Sue Anderson, the president and CEO of Marian Regional Medical Center, also attended the meeting, and said that as of right now, the center is in “good shape” and “able to take care of patients,” but they will struggle to keep up if the spread continues to worsen.
“Our physicians feel in this area, herd immunity would be very difficult to get,” she said. “We’re better off here trying to prevent giving it to each other. We’d be in a lot better shape if we can get the curve going down again.”
She added that it’s important to note the death rate remains low, and those deaths are related to nursing home outbreaks.

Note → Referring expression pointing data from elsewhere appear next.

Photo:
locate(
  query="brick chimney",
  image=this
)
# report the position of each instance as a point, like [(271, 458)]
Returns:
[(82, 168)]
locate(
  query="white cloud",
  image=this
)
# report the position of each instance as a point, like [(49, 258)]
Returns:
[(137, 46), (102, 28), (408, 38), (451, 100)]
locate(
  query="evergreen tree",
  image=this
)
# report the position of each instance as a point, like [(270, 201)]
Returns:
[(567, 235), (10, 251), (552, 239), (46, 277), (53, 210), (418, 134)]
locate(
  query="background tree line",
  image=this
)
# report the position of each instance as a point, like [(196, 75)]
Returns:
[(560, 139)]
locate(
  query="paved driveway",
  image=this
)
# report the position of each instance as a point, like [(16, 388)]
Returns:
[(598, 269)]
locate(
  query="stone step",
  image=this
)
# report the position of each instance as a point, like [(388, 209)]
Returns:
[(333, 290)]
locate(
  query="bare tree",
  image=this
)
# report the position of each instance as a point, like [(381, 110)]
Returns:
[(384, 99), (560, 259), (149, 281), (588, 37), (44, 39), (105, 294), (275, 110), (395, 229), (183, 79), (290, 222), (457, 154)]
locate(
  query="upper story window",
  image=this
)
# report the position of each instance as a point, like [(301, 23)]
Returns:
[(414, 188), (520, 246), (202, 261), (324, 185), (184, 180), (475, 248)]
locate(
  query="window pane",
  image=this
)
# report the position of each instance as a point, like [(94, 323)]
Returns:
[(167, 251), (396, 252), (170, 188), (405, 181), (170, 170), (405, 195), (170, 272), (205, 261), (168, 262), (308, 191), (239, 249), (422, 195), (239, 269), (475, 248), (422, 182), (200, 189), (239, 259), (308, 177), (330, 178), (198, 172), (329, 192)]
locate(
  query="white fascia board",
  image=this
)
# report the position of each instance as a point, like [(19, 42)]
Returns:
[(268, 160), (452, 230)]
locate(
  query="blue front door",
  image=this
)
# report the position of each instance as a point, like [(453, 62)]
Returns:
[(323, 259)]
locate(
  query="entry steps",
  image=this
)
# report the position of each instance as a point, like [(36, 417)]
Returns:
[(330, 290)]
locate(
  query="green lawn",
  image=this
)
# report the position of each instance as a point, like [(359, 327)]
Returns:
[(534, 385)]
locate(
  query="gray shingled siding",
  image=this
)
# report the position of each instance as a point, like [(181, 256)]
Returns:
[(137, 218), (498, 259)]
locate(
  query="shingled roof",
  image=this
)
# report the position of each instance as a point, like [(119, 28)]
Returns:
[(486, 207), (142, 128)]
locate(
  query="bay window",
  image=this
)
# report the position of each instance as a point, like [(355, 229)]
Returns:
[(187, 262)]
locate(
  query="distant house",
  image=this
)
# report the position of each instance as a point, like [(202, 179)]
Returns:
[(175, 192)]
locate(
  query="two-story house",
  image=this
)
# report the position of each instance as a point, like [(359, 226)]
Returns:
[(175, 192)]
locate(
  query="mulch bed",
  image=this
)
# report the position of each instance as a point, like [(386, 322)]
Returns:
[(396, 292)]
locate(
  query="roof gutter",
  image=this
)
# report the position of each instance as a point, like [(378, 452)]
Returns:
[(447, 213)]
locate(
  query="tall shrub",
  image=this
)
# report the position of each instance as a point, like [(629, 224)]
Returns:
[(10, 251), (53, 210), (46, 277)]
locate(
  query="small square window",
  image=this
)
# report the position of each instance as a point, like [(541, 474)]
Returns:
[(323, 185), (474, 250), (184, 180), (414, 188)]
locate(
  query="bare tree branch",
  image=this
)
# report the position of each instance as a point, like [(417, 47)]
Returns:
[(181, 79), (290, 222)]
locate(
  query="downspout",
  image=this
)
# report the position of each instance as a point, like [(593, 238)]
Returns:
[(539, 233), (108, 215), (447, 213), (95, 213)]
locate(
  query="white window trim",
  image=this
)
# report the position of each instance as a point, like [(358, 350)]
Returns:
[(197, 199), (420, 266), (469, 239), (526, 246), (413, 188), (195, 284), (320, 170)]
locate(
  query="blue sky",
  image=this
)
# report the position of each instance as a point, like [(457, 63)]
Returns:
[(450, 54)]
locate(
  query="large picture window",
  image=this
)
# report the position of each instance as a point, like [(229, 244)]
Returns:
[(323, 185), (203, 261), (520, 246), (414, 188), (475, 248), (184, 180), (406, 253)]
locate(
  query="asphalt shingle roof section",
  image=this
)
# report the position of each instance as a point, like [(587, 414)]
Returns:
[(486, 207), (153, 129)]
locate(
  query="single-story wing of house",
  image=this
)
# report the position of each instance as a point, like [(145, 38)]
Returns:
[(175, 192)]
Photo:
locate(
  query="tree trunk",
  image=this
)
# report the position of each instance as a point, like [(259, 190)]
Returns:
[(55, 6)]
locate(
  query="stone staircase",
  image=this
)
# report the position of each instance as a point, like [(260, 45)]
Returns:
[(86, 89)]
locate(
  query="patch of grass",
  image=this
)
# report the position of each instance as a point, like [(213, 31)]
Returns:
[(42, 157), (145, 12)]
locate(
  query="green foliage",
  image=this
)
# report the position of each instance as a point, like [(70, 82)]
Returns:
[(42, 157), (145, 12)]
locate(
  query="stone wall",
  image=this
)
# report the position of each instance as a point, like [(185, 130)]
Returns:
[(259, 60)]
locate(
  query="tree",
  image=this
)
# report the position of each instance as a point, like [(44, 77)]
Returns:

“We’re not seeing the number of ICU patients comparable to the beginning,” Ms. Anderson said. “We have a lot more people that are not on ventilators than the beginning. We’ve gotten more and more information across the county on treating this.”
Councilmember Michael Moats suggested a method called “pool testing,” which involves taking a group of around 10 people and taking swab tests from each one of them. Then, the healthcare workers can combine all 10 swabs for just one test.
If the test comes back negative, then all ten individuals are COVID-19 free. If it comes back positive, each individual must be tested, but the overall process would save time and money, according to Dr. Moats.
At the end of the meeting, City Council member Gloria Soto called on the city and the council to set aside jurisdiction complexities.
“I understand and hear the frustration that we have as to what agency has what jurisdiction to do what to protect our residents, but I think that in this pivotal moment in time, we have to ask ourselves, ‘What are we going to do to stop the spread of COVID-19?’” she said. “It’s fundamental that we engage in a massive media campaign across the county and address the real fears and concerns people have when it comes to access to healthcare, deportation, housing and when it comes to income and people not being able to provide for their family. Are we going to let this city burn because no one is allowed to step in?”
Santa Maria Mayor Alice Patino also concluded with a statement.
“We all know we need to do something about housing and how to deal with it in the future,” the mayor said. “This is a whole new ball game and there are many issues involved in this.”